Réponse : la liberté du personnage

Chers lecteurs actifs depuis la semaine dernière : merci ! Je suis contente et de fait très motivée pour poursuivre cette entreprise qu'est la tenue de ce journal désintimisé sur le thème de la littérature.
En plus, aujourd'hui, c'est le 300 ème article.

Lundi, je lançais une question sur les personnages et deux lectrices ont répondu de manière tout à fait intéressante. Comme j'ai passé un certain temps à leur répondre ce matin, alors que je suis présentement en grand manque de café puisque je n'ai que du café lyophilisé dans ma chambre d'hôtel et qu'atteindre le vrai café suppose que je me lave, m'habille et sourit à plein de gens que je connais plus ou moins, je n'ai pas l'énergie de faire un article en plus.
Or, je connais votre feignantise : vous n'allez pas chercher de vous-même les commentaires de Shaya et Sabine, ni ma réponse, je le sais bien. Donc je tiens compte de notre feignantise commune et vous donne ici le lien vers leurs réponses et je transforme ma réponse en article du jour avec les vignettes afférentes, bien entendu.

Le lien : http://augredemeshumeurs.blogspot.com/2018/08/une-pensee-laissee-en-suspens.html

Comme ça, pendant que vous lisez, je peux me préparer à affronter le monde cruel du dehors de mon lit pour obtenir mon café.
Malin, hein ?

Si ma mauvaise foi vous semble écrasante, vous pouvez porter réclamation, mais il y a peu de chance qu'on vous réponde.

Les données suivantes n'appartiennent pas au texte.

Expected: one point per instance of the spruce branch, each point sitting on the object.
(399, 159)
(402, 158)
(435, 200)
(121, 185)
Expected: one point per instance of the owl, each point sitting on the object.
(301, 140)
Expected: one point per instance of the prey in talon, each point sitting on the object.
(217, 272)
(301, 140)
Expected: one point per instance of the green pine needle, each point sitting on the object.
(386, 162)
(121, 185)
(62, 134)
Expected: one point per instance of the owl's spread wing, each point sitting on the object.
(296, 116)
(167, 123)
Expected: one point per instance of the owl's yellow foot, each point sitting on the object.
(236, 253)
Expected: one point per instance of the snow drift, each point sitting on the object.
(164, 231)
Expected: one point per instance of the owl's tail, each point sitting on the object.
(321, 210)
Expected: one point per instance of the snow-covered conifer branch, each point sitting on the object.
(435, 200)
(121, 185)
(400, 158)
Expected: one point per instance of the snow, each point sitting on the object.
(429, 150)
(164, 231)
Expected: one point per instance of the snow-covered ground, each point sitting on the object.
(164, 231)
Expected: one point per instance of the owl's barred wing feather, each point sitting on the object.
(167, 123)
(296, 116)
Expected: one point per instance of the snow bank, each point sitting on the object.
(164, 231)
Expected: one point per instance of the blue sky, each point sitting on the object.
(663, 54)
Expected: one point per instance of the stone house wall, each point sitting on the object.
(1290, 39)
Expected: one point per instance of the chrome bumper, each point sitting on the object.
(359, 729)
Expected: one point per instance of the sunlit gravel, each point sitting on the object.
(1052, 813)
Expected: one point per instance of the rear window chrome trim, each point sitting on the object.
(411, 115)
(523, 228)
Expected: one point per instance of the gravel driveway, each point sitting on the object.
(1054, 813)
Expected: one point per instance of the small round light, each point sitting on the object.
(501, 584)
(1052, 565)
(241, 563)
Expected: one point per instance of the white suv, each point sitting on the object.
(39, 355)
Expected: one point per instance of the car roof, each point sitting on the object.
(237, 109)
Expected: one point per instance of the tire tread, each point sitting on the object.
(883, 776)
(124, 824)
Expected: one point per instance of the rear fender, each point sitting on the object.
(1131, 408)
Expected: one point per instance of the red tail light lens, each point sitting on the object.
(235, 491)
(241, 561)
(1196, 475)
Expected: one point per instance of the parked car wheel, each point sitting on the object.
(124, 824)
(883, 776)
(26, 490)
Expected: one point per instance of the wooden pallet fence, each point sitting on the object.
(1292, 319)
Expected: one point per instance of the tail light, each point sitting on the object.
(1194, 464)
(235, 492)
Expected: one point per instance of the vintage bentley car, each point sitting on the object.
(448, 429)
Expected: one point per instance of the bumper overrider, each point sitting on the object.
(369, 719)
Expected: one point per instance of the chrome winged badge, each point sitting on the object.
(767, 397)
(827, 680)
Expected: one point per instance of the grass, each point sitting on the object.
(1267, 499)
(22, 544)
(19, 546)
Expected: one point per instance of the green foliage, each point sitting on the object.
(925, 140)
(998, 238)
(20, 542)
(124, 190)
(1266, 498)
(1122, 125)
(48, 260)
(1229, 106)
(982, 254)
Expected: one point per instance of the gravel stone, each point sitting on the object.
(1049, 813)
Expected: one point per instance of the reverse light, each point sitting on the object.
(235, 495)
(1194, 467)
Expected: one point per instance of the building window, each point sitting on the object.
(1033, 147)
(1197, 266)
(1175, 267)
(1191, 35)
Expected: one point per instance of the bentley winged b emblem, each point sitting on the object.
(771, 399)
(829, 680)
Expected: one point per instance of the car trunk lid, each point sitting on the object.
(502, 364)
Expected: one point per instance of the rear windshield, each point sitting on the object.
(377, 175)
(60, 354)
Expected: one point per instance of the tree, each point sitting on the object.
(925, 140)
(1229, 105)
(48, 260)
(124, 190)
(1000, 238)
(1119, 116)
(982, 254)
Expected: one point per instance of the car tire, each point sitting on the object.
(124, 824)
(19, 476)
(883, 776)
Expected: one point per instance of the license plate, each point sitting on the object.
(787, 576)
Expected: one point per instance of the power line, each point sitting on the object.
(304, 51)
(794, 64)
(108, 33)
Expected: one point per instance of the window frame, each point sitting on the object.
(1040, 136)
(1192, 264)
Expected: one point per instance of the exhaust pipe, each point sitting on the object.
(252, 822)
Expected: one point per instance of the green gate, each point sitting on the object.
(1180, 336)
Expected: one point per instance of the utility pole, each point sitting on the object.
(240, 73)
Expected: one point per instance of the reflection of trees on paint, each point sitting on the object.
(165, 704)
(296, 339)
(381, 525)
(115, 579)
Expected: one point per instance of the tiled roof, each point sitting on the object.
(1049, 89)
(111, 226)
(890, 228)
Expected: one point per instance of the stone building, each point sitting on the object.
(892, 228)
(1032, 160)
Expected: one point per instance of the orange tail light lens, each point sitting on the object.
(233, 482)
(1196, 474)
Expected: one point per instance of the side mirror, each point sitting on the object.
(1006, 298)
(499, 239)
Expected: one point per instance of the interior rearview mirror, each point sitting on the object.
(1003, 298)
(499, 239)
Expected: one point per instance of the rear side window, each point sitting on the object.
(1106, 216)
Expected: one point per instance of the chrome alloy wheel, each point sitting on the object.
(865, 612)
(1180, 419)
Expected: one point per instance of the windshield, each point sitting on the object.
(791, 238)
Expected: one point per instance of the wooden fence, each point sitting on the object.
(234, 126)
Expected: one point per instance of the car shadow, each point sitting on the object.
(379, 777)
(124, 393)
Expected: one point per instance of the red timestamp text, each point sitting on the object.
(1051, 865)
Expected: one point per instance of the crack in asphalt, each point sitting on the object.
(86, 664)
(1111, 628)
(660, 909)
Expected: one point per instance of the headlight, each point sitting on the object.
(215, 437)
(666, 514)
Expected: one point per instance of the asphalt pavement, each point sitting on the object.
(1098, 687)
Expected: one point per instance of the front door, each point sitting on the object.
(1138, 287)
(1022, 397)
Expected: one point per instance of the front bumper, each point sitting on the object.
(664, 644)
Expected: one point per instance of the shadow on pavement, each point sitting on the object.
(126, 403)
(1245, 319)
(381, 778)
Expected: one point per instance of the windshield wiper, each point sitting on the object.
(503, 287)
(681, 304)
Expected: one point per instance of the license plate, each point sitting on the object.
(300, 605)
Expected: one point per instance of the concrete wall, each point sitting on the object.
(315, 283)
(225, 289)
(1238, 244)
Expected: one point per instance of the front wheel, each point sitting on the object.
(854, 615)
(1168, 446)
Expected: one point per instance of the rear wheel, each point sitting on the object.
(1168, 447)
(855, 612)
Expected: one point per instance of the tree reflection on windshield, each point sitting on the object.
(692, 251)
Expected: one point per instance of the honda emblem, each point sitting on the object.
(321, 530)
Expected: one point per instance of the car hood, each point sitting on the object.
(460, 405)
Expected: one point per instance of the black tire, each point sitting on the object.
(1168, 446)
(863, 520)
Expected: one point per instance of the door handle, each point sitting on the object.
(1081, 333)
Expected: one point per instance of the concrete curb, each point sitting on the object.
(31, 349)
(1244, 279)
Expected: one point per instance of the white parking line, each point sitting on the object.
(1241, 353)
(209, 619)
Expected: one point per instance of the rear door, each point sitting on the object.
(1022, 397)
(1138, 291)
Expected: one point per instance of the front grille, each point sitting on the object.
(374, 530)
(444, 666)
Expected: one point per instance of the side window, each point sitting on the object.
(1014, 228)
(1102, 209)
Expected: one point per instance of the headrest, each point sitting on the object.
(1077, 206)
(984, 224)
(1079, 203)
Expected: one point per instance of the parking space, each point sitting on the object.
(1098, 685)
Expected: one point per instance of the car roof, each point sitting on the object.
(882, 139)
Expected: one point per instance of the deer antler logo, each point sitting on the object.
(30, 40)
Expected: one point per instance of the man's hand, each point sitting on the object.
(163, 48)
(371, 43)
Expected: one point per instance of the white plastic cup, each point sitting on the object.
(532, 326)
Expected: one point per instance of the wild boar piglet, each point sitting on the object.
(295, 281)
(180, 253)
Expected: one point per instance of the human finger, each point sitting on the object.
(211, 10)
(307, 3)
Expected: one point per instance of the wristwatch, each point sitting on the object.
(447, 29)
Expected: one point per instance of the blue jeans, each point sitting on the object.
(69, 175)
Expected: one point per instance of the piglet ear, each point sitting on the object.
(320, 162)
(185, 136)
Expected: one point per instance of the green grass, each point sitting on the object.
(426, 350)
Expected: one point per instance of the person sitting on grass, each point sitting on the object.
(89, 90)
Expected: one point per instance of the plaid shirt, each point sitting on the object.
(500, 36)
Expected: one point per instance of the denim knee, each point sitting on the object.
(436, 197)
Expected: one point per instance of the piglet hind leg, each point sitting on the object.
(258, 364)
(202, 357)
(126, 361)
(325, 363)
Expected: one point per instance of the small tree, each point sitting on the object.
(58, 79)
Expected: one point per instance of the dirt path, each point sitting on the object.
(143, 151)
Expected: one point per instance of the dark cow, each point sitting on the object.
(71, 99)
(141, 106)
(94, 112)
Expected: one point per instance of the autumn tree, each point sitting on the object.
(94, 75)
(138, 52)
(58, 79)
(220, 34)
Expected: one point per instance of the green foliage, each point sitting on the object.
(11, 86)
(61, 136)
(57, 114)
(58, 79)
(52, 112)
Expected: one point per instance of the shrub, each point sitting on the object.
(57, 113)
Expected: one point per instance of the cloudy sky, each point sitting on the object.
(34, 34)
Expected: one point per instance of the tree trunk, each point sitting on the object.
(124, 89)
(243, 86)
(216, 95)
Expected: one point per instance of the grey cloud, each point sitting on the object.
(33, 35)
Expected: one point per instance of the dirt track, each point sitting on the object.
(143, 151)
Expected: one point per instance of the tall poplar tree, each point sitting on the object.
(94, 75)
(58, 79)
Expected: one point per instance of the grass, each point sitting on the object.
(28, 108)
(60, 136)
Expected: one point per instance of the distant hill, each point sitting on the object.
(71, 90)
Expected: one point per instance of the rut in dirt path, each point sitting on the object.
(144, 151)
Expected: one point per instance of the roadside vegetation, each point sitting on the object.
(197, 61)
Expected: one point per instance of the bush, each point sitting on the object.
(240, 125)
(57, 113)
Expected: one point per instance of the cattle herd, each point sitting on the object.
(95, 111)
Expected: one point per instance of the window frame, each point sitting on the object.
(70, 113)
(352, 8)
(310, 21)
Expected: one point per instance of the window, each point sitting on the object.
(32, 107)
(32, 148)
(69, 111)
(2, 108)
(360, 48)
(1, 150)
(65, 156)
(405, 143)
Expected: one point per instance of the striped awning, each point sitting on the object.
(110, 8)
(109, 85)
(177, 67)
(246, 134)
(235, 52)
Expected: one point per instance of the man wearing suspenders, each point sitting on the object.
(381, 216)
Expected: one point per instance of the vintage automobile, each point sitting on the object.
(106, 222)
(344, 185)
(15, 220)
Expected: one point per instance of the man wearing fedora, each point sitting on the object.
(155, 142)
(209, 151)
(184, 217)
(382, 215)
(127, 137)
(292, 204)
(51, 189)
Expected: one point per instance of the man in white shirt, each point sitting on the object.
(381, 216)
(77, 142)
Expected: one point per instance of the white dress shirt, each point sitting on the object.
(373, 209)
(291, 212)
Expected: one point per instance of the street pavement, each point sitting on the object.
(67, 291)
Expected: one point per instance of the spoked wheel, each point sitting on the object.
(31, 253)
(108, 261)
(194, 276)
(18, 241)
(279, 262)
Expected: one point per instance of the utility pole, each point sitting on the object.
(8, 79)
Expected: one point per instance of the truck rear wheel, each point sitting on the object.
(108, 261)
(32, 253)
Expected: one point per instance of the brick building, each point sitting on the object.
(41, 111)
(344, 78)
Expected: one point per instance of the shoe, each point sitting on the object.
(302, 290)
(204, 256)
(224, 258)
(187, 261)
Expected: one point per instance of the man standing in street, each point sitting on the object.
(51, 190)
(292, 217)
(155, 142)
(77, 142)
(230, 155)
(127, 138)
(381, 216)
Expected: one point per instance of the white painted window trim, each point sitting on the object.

La liberté des personnages

Pour ce qui est de la liberté des personnages, et de la question " n'en font-ils qu'à leur tête?" ainsi que de l'idée que "Les personnages prennent parfois leur liberté malgré soi.", je suis dubitative pour ma part. J'entends souvent des collègues dire qu'ils laissent leurs personnages libres de se développer comme ils l'entendent, que les persos finissent par prendre leur liberté. J'avoue que cela m'a toujours mise dans une grande confusion : je suis pour ma part dans la maîtrise et je n'ai jamais vu ces personnages comme des êtres à la volonté indépendante. Ce sont juste mes pensées mises en mots. Ainsi, hier, un enfant m'a demandé si je considérais Hadrien (de 14-14) comme un fils : non, bien sûr, c'est juste une figure, une carte du jeu mental. C'est ce qui m'intéresse dans le propos de Mauriac, cette idée que les personnages ne pourraient pas exister, leurs dialogues ne sonneraient jamais, car on leur fait dire et penser des choses qui ne sont pas le fait des humains, mais seulement des figures de papier.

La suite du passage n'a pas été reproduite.